View customerInfo = getActivity().getLayoutInflater().inflate(R.layout.main_layout_items, itemsLayout, false);
 itemsLayout.addView(customerInfo);

Answer:

In the tour guide app of Udacity’s Basic ANdroid course I have used the concept of Fragments. I got stuck for a while experiencing difficulty to access some string resources described in strings, xml file. Finally got a solution.

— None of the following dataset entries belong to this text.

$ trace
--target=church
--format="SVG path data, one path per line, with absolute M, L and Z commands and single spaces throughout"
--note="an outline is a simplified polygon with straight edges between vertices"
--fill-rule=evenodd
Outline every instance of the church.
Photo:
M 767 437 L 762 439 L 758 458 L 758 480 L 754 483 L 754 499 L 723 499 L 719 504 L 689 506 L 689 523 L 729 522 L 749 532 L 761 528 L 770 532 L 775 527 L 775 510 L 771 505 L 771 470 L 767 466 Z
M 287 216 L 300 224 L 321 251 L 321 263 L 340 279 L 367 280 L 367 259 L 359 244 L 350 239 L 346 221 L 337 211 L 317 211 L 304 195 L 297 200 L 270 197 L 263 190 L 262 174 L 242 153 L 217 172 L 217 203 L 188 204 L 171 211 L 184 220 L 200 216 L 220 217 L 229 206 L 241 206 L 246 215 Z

This is the main activity class

package com.example.android.tourguidekolkata;

import android.os.Bundle;
import android.support.design.widget.TabLayout;
import android.support.v4.view.ViewPager;
import android.support.v7.app.AppCompatActivity;

public class MainActivity extends AppCompatActivity {

@Override
protected void onCreate(Bundle savedInstanceState)
{
  //lines of code
   //lines of code
    //lines of code
    YourClass adapter = new YourClass(getSupportFragmentManager(), getApplicationContext()); 
    //lines of code
    // getApplicationContext() method passses the Context of main activity to the class TourFragmentPageAdapter 
}
}

This is the non Activity class that extends FragmentPageAdapter

public class YourClass extends FragmentPagerAdapter {
private String yourStringArray[] = new String[4];
Context context;

public YourClass (FragmentManager fm, Context context)
{
    super(fm);
    this.context = context; // store the context of main activity
    // now you can use this context to access any resource 
    yourStringArray[0] = context.getResources().getString(R.string.tab1);
    yourStringArray[1] = context.getResources().getString(R.string.tab2);
    yourStringArray[2] = context.getResources().getString(R.string.tab3);
    yourStringArray[3] = context.getResources().getString(R.string.tab4);
}
@Override
public Fragment getItem(int position)
 {
 }
@Override
public int getCount() {
return 4;
}

@Override
public CharSequence getPageTitle(int position) {
// Generate title based on item position
return yourStringArras[position];
}
}

Answer:

In simple class declare context and get data from file from res folder

public class FileData
{
      private Context context;

        public FileData(Context current){
            this.context = current;
        }
        void  getData()
        {
        InputStream in = context.getResources().openRawResource(R.raw.file11);
        BufferedReader reader = new BufferedReader(new InputStreamReader(in));
        //write stuff to get Data

        }
}

In the activity class declare like this

public class MainActivity extends AppCompatActivity 
{
 protected void onCreate(Bundle savedInstanceState) {
        super.onCreate(savedInstanceState);

        setContentView(R.layout.activity_main);
        FileData fileData=new FileData(this);
     }

}

Answer:

I am late but complete solution;:
Example Class, Use Context like this :-

public class SingletonSampleClass {

    // Your cute context
    private Context context;
    private static SingletonSampleClass instance;

  // Pass as Constructor
    private SingletonSampleClass(Context context) {
        this.context = context;
    }

    public synchronized static SingletonSampleClass getInstance(Context context) {
        if (instance == null) instance = new SingletonSampleClass(context);
        return instance;
    }

//At end, don't forgot to relase memory
    public void onDestroy() {
       if(context != null) {
          context = null; 
       }
    }
}

Warning (Memory Leaks)

How to solve this?

Option 1: Instead of passing activity context i.e. this to the singleton class, you can pass applicationContext().

Option 2: If you really have to use activity context, then when the activity is destroyed, ensure that the context you passed to the singleton class is set to null.